Single Guys and Decor

I'm a single guy, which means I never give my home "décor" one nanosecond of thought. So, when I saw this article, "A Bachelor's Degree in Décor," in USA Today Weekend, I couldn't help but laugh. Why do I need a degree in something I care nothing about?

The guy who wrote the article, Lou Manfredini, is a contractor and author of several home improvement books according to his bio at the end of the article. Maybe that explains why he cares about educating single guys about such things, but I'm guessing that he's wasting his time.

Among his attempts to enlighten us are:

--The home library, in which he says: "Lay out a few coffee-table books that your guests can flip through while making themselves comfortable."

For starters, guys don't do coffee-table books. None that I've ever heard of anyway. Second, single guys don't "get comfortable." They play video games. They yell and scream at the television while watching sports. On a slow night, they pop in a movie. But sitting around and reading coffee-table books just doesn't happen. Ever.

--Mood lighting, and no I'm not kidding. He really addresses the topic. His advice includes this: "Don't forget window treatments: Sheer drapes allow light to shine through subtly. Or, if you're on a tight budget, prefabricated wooden shutters will do."

Window treatments? I have no idea what that is. Sheer drapes? I don't even have drapes. I hate drapes. Too much work to move them out of the way when I actually want to look out the window. Prefabricated wooden shutters? What in the world? I don't have any shutters and I have no clue what a prefabricated wooden shutter would look like.

--Plant life (including freshly cut flowers): Ah, don't be ridiculous.

--Accessories, which to Lou means clean, matching linens and towels without strings hanging off the edges. I pride myself on using towels for as long as possible, dangling strings and all. And what in the world are "matching linens and towels?" What do they match? Each other? The room color? And why does it matter? Single guys don't care about such things.  

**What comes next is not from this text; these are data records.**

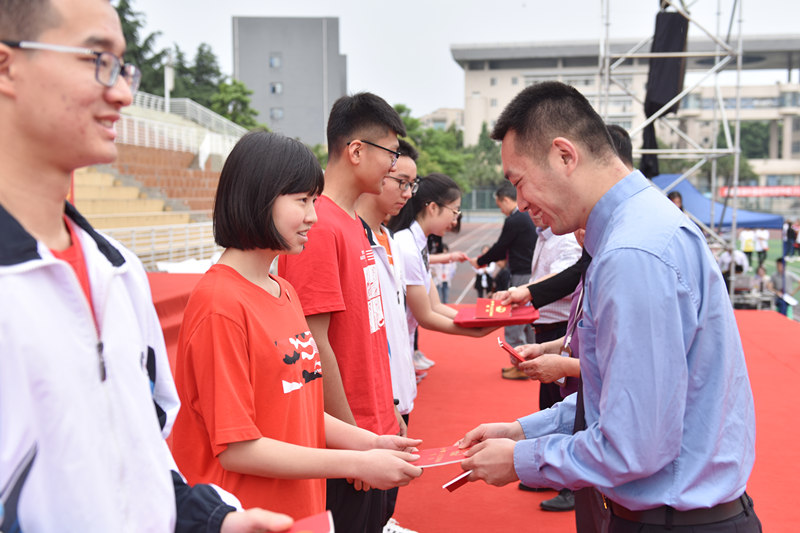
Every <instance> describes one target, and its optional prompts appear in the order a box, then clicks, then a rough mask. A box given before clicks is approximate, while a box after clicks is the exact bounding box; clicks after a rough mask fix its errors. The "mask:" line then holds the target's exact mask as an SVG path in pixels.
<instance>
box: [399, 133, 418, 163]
mask: <svg viewBox="0 0 800 533" xmlns="http://www.w3.org/2000/svg"><path fill="white" fill-rule="evenodd" d="M397 141H398V142H399V143H400V148H398V149H397V151H398V152H400V155H401V156H403V155H405V156H408V157H410V158H411V160H412V161H414V162H415V163H416V162H417V158H418V157H419V152H418V151H417V149H416V148H414V146H412V144H411V143H410V142H408V141H407V140H405V139H398V140H397Z"/></svg>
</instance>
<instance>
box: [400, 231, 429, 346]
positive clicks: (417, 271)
mask: <svg viewBox="0 0 800 533" xmlns="http://www.w3.org/2000/svg"><path fill="white" fill-rule="evenodd" d="M394 242H395V243H396V244H397V248H398V252H399V253H398V256H399V257H400V260H401V261H402V262H403V270H404V272H405V276H406V285H422V286H424V287H425V292H426V293H430V292H431V269H430V264H429V263H428V262H427V257H428V237H427V236H426V235H425V233H424V232H423V231H422V227H421V226H420V225H419V222H417V221H414V223H412V224H411V226H410V227H409V228H407V229H404V230H400V231H398V232H397V233H395V234H394ZM395 260H397V259H395ZM406 320H407V322H408V334H409V337H410V341H411V347H412V350H413V347H414V331H415V330H416V329H417V325H418V324H419V323H418V322H417V319H416V318H414V315H413V314H412V313H411V309H410V308H408V306H406Z"/></svg>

--A rolling kitchen island: He explains what it is in his article, and I still don't know what he's talking about. It involves keeping hors d'oeuvres and wine coolers and juices available for guests.

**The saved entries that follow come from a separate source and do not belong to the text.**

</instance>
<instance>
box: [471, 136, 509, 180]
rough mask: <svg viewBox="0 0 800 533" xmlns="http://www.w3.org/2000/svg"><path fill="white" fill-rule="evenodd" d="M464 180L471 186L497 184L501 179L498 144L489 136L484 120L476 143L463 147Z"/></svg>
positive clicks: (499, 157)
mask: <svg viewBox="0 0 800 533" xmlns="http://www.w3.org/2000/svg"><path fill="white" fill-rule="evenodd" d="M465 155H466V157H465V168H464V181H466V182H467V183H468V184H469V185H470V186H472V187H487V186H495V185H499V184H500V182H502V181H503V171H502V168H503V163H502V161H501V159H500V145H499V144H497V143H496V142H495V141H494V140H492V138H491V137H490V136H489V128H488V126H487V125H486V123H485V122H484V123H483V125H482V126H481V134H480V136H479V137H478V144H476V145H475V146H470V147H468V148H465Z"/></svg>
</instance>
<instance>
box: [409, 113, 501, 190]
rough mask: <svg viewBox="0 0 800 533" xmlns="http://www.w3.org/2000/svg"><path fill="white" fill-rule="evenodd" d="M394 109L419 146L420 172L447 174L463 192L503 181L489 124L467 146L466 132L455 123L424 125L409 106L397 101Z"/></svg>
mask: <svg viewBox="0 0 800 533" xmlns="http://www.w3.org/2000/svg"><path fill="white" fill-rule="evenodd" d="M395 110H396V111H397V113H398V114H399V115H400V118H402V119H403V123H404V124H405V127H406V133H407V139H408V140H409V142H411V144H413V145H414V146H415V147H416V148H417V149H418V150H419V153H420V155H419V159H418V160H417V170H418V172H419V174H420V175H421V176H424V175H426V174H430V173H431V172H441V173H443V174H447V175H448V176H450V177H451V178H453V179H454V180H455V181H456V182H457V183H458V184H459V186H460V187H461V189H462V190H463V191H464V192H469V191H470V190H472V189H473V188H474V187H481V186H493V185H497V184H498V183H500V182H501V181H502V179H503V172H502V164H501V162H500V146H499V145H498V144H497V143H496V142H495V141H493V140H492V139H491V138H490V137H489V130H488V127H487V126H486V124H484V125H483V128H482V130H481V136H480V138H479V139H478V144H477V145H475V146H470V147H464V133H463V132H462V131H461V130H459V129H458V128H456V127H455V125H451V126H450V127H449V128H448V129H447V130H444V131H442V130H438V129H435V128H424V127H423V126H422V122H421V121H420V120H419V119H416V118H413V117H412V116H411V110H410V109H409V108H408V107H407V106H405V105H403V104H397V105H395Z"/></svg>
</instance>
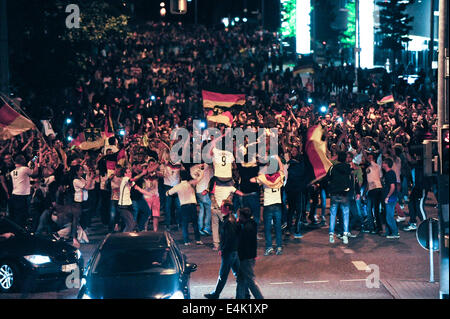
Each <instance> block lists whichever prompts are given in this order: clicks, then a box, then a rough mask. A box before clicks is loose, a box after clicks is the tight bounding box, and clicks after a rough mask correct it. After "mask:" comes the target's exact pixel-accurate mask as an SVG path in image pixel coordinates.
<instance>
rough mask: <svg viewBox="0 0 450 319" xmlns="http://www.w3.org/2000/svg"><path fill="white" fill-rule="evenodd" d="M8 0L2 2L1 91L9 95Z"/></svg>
mask: <svg viewBox="0 0 450 319" xmlns="http://www.w3.org/2000/svg"><path fill="white" fill-rule="evenodd" d="M6 18H7V14H6V0H0V91H1V92H3V93H5V94H9V57H8V22H7V19H6Z"/></svg>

Single guys don't eat hors d'oeuvres—unless we are visiting a married friend's house and they are made by his wife. Heck, I can't even spell hors d'oeuvres. Single guys eat chips when guests are over. We certainly don't drink wine coolers. How much more metromale can one get? Pop and/or beer are our drinks of choice.

--This last one is really going to crack you up: "Consider getting a king-size bed with Egyptian cotton sheets and extra throw pillows." I have no clue what Egyptian cotton sheets are and I HATE throw pillows. I end up "throwing" them across the room because they serve no purpose whatsoever.

I can't help but wonder if this article isn't a joke of some sort. If it is meant to be serious, then USA Today Weekend needs to give me a shot to counter Manfredini's article so I can explain something that ought to be obvious—single guys don't even want a degree in décor.